Both Lasso models yielded comparable results, with the estimated parameters being quite similar. The Lagrangian Lasso model, however, has a lower intercept, compensated by a higher coefficient on the 'Height' variable.

While we can adjust parameters to achieve similar outcomes using different regularization methods, identical results are not guaranteed. One straightforward scenario where both models yield the same solution is when the Lagrangian multiplier is zero, and the regularization bound is set to a very large value (e.g., 1e10).


# Sklearn Lasso 

In [31]:
from sklearn.linear_model import Lasso

alpha = 15000
sklearn_alpha = alpha / (2 * df[INDEPENDENT_COLS].shape[0])
train_report_model(_model=Lasso, X_train=df[INDEPENDENT_COLS], y_train=df[TARGET_COL], params={"alpha": sklearn_alpha})

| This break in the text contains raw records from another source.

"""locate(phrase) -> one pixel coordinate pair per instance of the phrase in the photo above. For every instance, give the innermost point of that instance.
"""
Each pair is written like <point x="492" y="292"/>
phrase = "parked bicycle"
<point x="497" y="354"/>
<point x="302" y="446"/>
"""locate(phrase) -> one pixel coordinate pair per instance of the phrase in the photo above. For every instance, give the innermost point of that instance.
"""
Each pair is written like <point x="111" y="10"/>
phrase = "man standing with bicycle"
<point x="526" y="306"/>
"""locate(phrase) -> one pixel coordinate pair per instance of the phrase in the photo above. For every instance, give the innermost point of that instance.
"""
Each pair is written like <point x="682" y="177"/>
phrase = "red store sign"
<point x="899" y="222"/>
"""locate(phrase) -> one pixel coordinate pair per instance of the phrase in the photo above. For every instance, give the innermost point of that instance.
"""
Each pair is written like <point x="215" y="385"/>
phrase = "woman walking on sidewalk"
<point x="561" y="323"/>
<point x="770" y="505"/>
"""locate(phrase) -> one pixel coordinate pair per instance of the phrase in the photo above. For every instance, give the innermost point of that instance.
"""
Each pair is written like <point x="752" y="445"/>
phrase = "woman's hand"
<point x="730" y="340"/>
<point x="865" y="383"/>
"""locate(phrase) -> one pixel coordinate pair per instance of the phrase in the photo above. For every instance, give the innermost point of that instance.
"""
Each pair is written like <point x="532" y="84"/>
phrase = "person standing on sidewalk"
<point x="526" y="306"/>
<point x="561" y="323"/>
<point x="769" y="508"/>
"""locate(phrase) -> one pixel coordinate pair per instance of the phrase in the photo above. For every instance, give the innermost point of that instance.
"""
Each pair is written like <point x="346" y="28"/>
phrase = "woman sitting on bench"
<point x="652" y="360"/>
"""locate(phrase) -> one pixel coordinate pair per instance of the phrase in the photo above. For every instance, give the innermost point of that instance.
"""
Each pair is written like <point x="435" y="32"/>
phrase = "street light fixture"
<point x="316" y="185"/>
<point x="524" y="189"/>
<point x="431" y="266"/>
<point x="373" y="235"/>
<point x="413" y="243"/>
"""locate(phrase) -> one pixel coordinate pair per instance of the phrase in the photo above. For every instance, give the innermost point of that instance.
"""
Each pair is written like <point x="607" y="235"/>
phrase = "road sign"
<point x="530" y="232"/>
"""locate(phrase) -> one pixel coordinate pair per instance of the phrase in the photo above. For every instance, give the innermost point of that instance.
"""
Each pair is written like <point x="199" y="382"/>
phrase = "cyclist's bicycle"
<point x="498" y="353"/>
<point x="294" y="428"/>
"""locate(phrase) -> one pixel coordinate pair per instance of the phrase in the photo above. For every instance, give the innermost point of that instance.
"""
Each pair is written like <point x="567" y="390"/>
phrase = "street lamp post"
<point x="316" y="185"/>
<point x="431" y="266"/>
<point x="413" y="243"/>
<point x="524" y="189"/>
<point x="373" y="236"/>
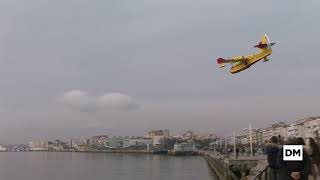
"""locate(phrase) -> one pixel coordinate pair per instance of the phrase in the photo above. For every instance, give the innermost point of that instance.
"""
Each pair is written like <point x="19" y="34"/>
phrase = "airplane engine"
<point x="265" y="60"/>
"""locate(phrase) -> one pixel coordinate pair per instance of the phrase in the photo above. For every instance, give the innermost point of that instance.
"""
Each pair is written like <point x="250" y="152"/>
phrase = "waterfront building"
<point x="279" y="129"/>
<point x="98" y="140"/>
<point x="185" y="146"/>
<point x="242" y="139"/>
<point x="38" y="145"/>
<point x="306" y="127"/>
<point x="2" y="148"/>
<point x="119" y="142"/>
<point x="158" y="137"/>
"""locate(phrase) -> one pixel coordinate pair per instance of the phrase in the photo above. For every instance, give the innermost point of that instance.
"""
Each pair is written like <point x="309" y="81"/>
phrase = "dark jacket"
<point x="272" y="151"/>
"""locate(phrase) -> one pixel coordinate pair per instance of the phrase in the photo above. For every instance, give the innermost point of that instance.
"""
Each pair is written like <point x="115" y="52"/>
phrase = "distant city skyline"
<point x="73" y="68"/>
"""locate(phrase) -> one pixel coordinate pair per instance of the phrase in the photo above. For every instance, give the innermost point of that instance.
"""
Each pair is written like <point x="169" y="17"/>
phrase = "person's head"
<point x="312" y="143"/>
<point x="300" y="141"/>
<point x="274" y="139"/>
<point x="291" y="141"/>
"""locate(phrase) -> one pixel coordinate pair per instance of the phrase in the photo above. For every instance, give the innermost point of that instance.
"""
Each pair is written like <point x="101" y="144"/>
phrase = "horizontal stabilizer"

R2 Score: 0.8742777387832947
Intercept           -485.822443
Length1                1.023183
Length2               25.211748
Length3                0.000000
Height                16.043920
Width                  0.000000
Rand1                 -0.055302
Rand2                  0.000000
Species_Bream         -0.000000
Species_Parkki        -0.000000
Species_Perch          0.000000
Species_Pike          -0.000000
Species_Roach         -0.000000
Species_Smelt          0.000000
Species_Whitefish      0.000000
Name: 0, dtype: float64


### Sklearn Lasso Summary
Sklearn's Lasso implementation normalizes the Squared Error by **(2 * n_samples)**. Therefore, to compansate for the difference in loss function, we need to divide the alpha value by **(2 * n_samples)** to get the same results as our previous Lasso models.